Hemos ido a vivir entre apretadas flores de tallo verde y pétalos silvestres,  matorrales espesos,  fragantes pinos torcidos al viento, robles y encinas y terrones azules de mar y de cielo.
Suena la campana de la iglesia y un gallo rompe la línea del silencio. Derraman, en el paisaje, los pájaros su trino formando un coro enmarañado entre la piedra estática y la quietud matutina.  

Tecla recorre la montaña como un puñado de tierra, huele, vigila, descubre los latidos de esta vida menuda que pasa entre la hierba  y Dandy persigue pajaritos que le retan al vuelo. Se va, desaparece en los zarzales y regresa engalanado de barro, de rocío y de pradera. Avanza de nuevo coronado de incontables pinchos y hojarasca y algún arañazo en su vestido regio. La lengua resbala hacia fuera y jadea, babea y brilla al mismo tiempo. Hay en sus ojos  una felicidad indecible mientras su cola gira como una vela en tormenta.

Debimos haber marchado hace ya tiempo. La ciudad, la grave pesadilla de paredes sombrías, la masa intranquila de rejas cortantes, movimiento intermitente que galopa entre grises nocturnos y amargos rechazos, de largos vacíos y erguidos rumores. La  gran Barcelona que jamas se detiene pero tiene frío y tose y enferma y tiene fiebre y duele y quema y arde y mata sin ni un suspiro de pena.  Esta urbe mía, a la que a veces amo y otras he maldito, nos llenó de hartazgo, nos quedó pequeña.

Los gatos, de momento, se quedan al cuidado de mi hijo, en su castillo sagrado, su fortaleza augusta, porque para ellos no hay más universo que esa morada antigua.
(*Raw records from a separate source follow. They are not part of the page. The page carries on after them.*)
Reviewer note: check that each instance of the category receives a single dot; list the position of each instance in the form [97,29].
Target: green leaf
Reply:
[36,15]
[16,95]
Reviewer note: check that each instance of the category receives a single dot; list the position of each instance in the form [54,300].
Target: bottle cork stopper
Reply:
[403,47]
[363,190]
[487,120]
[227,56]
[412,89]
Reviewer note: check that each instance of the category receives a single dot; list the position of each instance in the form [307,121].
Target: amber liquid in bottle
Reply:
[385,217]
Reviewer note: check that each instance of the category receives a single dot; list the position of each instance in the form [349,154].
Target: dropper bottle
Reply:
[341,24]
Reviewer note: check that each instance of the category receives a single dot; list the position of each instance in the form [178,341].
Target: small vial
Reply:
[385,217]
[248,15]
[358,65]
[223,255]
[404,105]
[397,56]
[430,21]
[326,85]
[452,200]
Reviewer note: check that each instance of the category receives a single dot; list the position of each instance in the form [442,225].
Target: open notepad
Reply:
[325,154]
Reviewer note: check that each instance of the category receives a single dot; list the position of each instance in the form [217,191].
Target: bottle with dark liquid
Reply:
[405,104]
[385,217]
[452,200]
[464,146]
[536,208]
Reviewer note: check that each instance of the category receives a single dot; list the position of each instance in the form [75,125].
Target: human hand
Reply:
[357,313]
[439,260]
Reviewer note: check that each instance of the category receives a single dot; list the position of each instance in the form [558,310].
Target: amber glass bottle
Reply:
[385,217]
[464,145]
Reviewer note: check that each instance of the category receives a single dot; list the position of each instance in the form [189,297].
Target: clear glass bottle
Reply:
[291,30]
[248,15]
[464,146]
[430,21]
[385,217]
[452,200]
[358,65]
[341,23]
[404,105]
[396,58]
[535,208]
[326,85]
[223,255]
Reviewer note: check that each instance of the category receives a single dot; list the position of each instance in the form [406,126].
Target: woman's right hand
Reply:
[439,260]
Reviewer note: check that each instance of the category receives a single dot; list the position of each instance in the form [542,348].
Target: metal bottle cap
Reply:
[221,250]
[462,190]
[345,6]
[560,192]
jueves, 14 de abril de 2016

ALEGRIA

Debo estar loca pero todo pide que le cante. Las tinieblas profundas y engañosas, de pronto,  se tienden en mis brazos. Las zarzas del camino, salvajes, dolorosas, duras y enramadas se inclinan, se arrepienten y aunque vuelven a la boca no destruyen mi aura. Ahora, bajo la luz huraña alcanzo a ver la paz en las ventanas
Codo a codo, la arena suspendida en el aroma de las flores se calza mis zapatos. Ahora el mar reluce, llegan los perros y sus amigos, corren y crecen a mi vista y el fondo de la tierra es transparente.  

El duelo me hace llorar, el luto suena en el tiempo y en mis andares desolados y heridos. Las cicatrices se derraman en costados abruptos y siguen en la mesa, cenando conmigo.  Ahora, sentados en círculo en las olas, esa gente reunida, deja en mi vestido una sonrisa ancha.